D lactate antibody

For immunoblotting, the intestinal tissue was lysed in radio immunoprecipitation assay lysis buffer. The lysate was separated in sodium dodecyl sulfate-polyacrylamide gel electrophoresis and transferred to a nitrocellulose membrane. The protein concentration of lysate was detected using a bicinchoninic acid kit (Bio-Rad Laboratories, Hercules, CA, USA). The blot of lysates was incubated with the following antibodies: IL-9 antibody (Abcam, diluted in 1:1000), D-lactate antibody (abcam, diluted in 1:1000), zonula occludens 1(ZO-1) antibody (proteintech, diluted in 1:1000), horseradish peroxidase (HRP)-labeled anti-rabbit antibody (Beyotime, Shanghai, China), GAPDH antibody (ZEN-bio, diluted in 1:5000), and HRP-labeled anti-mouse antibody (Beyotime, Shanghai, China). Images were acquired with Tanon enhanced chemiluminescence substrate (Tanon, Shanghai, China), using Tanon 5200 imaging system (Tanon, Shanghai, China).
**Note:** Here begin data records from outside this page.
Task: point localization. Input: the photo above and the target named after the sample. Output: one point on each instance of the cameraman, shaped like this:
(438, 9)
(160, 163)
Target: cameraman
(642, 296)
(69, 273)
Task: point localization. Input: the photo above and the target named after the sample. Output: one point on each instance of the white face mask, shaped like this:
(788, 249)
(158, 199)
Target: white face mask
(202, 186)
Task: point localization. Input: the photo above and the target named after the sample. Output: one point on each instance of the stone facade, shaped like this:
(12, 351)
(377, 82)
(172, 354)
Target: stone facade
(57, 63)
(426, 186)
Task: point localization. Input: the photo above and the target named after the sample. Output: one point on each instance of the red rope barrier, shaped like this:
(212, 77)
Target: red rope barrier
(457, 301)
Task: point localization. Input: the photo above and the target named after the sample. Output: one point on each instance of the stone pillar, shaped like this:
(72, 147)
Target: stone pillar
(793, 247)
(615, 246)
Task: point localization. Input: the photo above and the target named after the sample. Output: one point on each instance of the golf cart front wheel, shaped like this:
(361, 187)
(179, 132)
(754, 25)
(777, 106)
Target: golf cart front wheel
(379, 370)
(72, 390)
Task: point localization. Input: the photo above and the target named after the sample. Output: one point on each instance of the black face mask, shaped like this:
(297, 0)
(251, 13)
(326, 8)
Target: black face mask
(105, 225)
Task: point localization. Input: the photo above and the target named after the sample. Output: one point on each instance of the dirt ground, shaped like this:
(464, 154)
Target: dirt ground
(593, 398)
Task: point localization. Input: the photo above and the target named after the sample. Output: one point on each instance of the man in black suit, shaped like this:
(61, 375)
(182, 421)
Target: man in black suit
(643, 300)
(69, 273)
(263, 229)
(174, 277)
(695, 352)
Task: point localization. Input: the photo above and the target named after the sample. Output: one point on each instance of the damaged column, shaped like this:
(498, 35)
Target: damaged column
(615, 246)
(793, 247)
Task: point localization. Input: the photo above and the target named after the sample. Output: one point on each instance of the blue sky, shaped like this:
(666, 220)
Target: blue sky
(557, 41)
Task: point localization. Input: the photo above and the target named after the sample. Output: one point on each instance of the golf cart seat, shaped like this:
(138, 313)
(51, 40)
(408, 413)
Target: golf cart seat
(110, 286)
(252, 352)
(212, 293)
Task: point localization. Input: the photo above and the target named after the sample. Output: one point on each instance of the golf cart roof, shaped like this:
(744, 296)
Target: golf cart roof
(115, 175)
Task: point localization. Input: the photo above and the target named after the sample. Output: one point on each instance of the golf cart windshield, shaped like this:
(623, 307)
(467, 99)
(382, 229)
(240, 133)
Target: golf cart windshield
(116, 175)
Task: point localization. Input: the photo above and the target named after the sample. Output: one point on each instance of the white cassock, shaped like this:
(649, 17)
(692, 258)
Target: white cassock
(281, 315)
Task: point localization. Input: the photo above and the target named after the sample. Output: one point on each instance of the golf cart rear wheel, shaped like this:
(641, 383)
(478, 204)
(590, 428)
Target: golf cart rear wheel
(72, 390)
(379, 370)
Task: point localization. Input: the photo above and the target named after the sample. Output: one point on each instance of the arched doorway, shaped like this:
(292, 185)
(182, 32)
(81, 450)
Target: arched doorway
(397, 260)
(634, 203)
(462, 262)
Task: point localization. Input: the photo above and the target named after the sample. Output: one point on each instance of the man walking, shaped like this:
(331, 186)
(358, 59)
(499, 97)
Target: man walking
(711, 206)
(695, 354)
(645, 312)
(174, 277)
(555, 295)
After rat sacrifice, the intestinal sample was disintegrated in radio immunoprecipitation assay lysis buffer. Following the lysate isolation in sodium dodecyl sulfate-polyacrylamide gel electrophoresis, the lysate was loaded onto a nitrocellulose membrane. Using a bicinchoninic acid kit (Bio-Rad Laboratories, Hercules, CA, USA), we determined the expression level of protein in the lysate sample. The lysate blotting was subjected to incubation using each antibody as follows: GAPDH antibody (ZEN-bio, diluted in 1:5000), HRP-labeled anti-mouse antibody (Beyotime, Shanghai, China), D-lactate antibody (Abcam, diluted in 1:1000), E-cadherin antibody (Abcam, diluted in 1:1000), αEβ7 antibody (affinity, diluted in 1:1000), IL-9 antibody (Abcam, diluted in 1:1000), and horseradish peroxidase (HRP)-labeled anti-rabbit antibody (Beyotime, Shanghai, China). Tanon-enhanced chemiluminescence substrate of the Tanon 5200 imaging system was used (Tanon, Shanghai, China) to produce the images.